I’ve been using Twitter Tools for quite some time to daily archive my Twitter feed to this blog (which, reviewing the last year, is how I handled most stuff that was personal in nature).   That’s worked out pretty well, aside from TT’s tendency to sometimes be a little … enthusiastic in posting an archive (“I liked this post so much, I think I’ll do it five more times!”).

URL shorteners are convenient, but, ultimately, dangerous.

One thing I’ve disliked about the process, though, is that it brings over all the URL-shortened bit.ly links from Twitter (I use bit.ly in general, though the dislike would be true for pretty much any URL shortener) as-is.  So if I link to something and it translates out to http://bit.ly/xYz123, that’s the link that shows up in the archive.  So as long as bit.ly is around, all will be well, right?

I really hate using URL shorteners for archival purposes, as they serve as a weak link; if bit.ly were to go out of business today — do you know their business model and financial health? — it seems like half the Internet would suffer from bit rot.  Heck, I’m uncomfortable that a lot of the links through Unblogged Bits come across as Google proxies, let alone the ones in the Tweets are bit.ly proxies.

Also, they’re a minor security hazard — unless you are using a tool or browser plug-in that will translate them for you, you really don’t know if you’re going someplace legit or http://ihaveinfectedyourmachine.now/trojan.php.

Kelson Vibber recently put together a TT add-on, Twitter Tools NiceLinks.  This add-on translates bit.ly links into a link that gives you the underlying URL, displayed with the page title as the link text.  E.g., it changes  …

Check out this site: http://bit.ly/9MhKVv

… into this …

Check out this site: Flash: Those Who Ride the Lightning

Nice.  I’ve been using this at Blog of Heroes for the last month (to the extent that I’ve been posting anything over there, ahem, yes, I know) and I think it’s worked well.
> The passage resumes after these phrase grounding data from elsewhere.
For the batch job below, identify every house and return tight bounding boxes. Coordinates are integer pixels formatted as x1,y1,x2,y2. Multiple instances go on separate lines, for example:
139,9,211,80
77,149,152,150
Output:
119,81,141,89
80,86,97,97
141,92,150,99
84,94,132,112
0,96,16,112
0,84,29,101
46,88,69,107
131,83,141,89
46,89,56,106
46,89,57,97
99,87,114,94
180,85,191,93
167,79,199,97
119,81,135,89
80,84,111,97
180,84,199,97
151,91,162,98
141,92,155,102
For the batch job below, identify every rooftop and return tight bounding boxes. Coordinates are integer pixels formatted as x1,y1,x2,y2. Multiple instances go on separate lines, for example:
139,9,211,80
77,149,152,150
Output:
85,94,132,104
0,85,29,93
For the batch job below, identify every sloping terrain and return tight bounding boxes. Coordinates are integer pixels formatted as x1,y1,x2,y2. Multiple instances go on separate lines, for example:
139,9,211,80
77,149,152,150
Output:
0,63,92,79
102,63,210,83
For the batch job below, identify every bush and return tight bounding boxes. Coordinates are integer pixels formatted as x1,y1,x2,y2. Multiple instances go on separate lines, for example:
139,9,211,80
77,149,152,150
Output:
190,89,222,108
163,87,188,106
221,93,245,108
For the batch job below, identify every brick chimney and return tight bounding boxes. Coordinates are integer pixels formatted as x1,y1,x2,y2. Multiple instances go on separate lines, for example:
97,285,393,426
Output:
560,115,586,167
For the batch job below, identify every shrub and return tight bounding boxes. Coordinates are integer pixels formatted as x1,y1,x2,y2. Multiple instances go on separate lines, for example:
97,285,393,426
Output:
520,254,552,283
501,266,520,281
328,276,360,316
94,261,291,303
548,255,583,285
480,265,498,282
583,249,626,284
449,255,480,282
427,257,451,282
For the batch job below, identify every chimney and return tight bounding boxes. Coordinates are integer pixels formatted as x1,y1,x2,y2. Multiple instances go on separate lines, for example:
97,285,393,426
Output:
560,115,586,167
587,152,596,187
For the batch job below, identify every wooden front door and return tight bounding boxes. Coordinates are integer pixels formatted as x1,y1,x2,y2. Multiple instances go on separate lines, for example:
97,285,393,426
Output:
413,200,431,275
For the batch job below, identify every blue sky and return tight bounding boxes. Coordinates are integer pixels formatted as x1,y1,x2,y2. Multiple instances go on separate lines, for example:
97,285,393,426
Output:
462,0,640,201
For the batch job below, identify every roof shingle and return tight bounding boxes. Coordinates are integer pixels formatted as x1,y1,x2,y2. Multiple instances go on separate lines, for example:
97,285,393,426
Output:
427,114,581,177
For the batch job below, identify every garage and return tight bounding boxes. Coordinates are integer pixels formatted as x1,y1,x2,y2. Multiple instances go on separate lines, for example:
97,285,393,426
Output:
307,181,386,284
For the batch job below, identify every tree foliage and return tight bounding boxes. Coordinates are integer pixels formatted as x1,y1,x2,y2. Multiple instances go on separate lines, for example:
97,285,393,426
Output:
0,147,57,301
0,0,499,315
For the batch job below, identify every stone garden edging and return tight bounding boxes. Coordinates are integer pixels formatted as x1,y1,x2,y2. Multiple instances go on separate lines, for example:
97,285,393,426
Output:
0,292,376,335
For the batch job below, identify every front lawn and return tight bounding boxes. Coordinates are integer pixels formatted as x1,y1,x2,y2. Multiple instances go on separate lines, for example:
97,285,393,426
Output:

I’ve implemented here, too, with a modification (yes, I modified the PHP myself, woo-hoo): rather than giving the page title or site name as the link text (which sometimes can be very long and ugly and textually inappropriate), I just have it generating the nice, compact word “Link” as the link text over the URL.  The page/site title show up as a title attribute for the link; hover the mouse over one and see. And the URL for the link shows up down in the status line of your browser.

It seems to have run fine last night. And, regardless of what’s being used as the page title, I’m glad to have the underlying bit.ly take out of the picture.  I’ll probably port the modification over to BoH when I next remember to do it.

And that’s probably more info than you wanted first thing in the morning.